After more than three decades away, has he missed it?

“Being hit on the head? No!” After a fruity chuckle, he explains that he’s had plenty to occupy his time in the intervening years, including his academic side, writing several books on medieval history. And he’s currently in the middle of directing his first film since 1996, entitled Absolutely Anything, which he’s written with novelist Gavin Scott.

“I’ve been writing it for about 20 years,” he reveals. “It’s about a teacher who gets special powers and can make impossible things happen. It came from the H G Wells story ‘The Man Who Could Work Miracles’. We’ve got Simon Pegg in the lead and we’re just looking at locations. We’re shooting it a stone’s throw away in Hornsey Lane, so that’s a relief.” The film is also a partial Python project with Cleese, Palin and Gilliam doing the voices of CGI aliens, alongside Robin Williams as a talking dog. 

Looking around Jones’s study gives other insights into his life. By the window there’s a Bafta given to the Pythons in 2009 for their television work. Alongside it is a picture of Jones—in a Victorian frock—next to his two older children Bill and Sally. The shelves groan with comedy books, but also books on Chaucer, the Oxford history graduate’s favourite period. There are also new copies of The Saga of Erik the Viking, his version of the Icelandic sagas first published 30 years ago. 

“I wrote Erik because I was disappointed by the original Icelandic fairy tales I was reading to Bill.
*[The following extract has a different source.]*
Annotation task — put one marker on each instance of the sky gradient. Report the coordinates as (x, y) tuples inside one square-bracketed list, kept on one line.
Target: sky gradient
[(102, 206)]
I thought they’d be full of magic and dragons, and they aren’t. They’re all about feuds. Somebody goes and steals somebody’s cow, so the other person kills their cow and then the other person kills their daughter and it all escalates. We did a skit of Njal’s Saga in Monty Python called Njorl’s Saga, which was all about how Njorl never gets started on his adventures because it’s all about explaining how so-and-so married so-and-so and so-and-so married so-and-so, which I must admit is a bit like what the tales are actually like.”

With all of these different strings to his career, how would he describe himself? “I’m just a lucky blighter; I’m able to do anything I like. Python opened up so many doors.”

Monty Python Live (mostly) is at the O2 Arena on July 1–5, 15, 16 and 18–20. The Saga of Erik the Viking is published by Pavilion Books (£6.99).